What does it mean to move a loss function to device (GPU)?

loss = nn.CrossEntropyLoss().to(device)

It makes sense to me to move a tensor, a NN, but not a function
Finally, what if I made my own loss, why doesn’t it have the method .to() ?

4 Likes

In the context of nn Modules, the “to” method is explained in the documentation here.
The move happens to only parameters and buffers. Hence, moving a loss function like CrossEntropy to GPU doesn’t change anything. In a custom Loss function made subclassing nn.Module, the “.to()” will be inherited and will move any parameters/buffers to the gpu.
The custom loss function you made may not have subclassed nn.Module and hence, did not have the “.to()” method.

5 Likes

Which one is faster implementation ?
Having criterion = nn.CrossEntropyLoss()

but calling loss using predications (gpu tensor) and target (gpu tensor),

  1. criterion(predications, target)
  2. criterion(predications.cpu(), target.cpu())

Which of the above 2 is faster or both perform the same speed ?

1 Like

If the model predictions and targets are already on the GPU, I would keep them there, since the cpu() operation would synchronize the code, and might lower the performance.

2 Likes

If I was implementing my own loss function, does it make sense to cast all of my intermediate tensors to the GPU? It would make sense to me, but I’m not totally sure what CrossEntropyLoss does. Does CrossEntropyLoss do all of it’s work on the GPU? Or does it do all calculations on the CPU?

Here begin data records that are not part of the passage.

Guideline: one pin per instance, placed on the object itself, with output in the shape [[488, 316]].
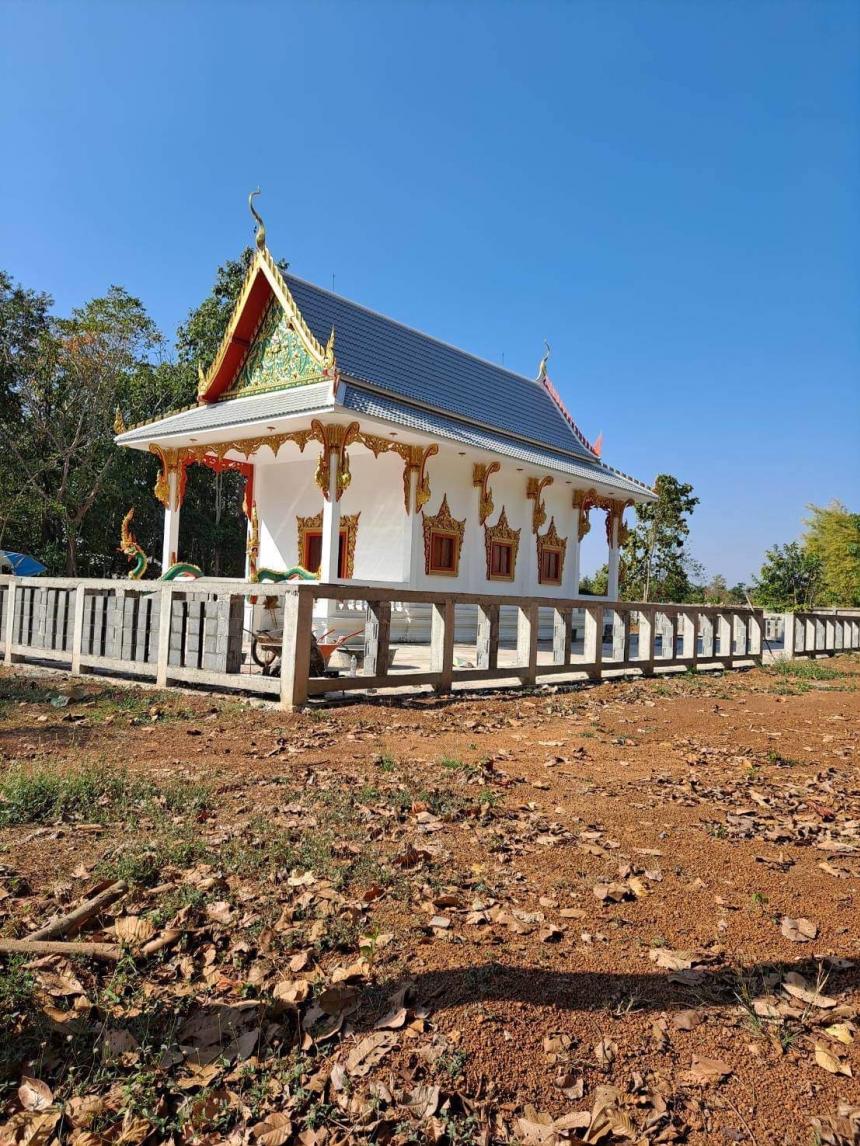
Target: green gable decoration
[[278, 358]]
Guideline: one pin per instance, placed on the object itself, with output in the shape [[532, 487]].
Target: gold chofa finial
[[260, 234], [542, 367], [329, 359]]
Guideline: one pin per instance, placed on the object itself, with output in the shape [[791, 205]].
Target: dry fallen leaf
[[34, 1095], [706, 1070], [842, 1031], [133, 931], [606, 1052], [796, 984], [798, 931], [673, 960], [273, 1130], [830, 1062]]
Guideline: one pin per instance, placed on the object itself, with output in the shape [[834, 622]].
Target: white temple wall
[[284, 489], [376, 491]]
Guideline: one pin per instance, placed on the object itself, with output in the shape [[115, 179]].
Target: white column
[[170, 543], [571, 562], [330, 526], [413, 552], [614, 562]]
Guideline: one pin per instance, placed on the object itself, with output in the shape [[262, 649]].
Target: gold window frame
[[501, 533], [550, 542], [444, 525], [349, 525]]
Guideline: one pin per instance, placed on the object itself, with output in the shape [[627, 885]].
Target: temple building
[[378, 455]]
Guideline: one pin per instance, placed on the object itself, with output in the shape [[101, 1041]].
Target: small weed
[[44, 794], [759, 901], [452, 1062], [806, 670]]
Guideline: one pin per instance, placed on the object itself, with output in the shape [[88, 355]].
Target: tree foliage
[[67, 486], [790, 578], [655, 562], [833, 536]]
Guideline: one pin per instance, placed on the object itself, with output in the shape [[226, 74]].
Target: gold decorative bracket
[[534, 492], [481, 477], [586, 500], [335, 439]]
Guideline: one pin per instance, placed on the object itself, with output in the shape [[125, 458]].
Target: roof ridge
[[414, 330]]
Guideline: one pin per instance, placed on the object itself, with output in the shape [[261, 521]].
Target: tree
[[655, 563], [833, 535], [718, 591], [790, 578], [596, 585], [56, 426]]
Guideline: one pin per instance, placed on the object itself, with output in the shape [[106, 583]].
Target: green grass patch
[[806, 670], [43, 794]]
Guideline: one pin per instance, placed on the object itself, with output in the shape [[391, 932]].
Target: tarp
[[22, 564]]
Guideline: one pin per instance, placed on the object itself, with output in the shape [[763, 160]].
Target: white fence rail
[[200, 633]]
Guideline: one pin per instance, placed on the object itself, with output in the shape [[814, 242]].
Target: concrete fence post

It depends on the inputs you are passing to this loss function. I.e. if the model output and targets are on the GPU, the computation will also be performed on the GPU. If your custom loss function has internal states stored as tensors you should move it to the same device before calculating the loss. If it’s stateless you can just pass the inputs to it to calculate the loss.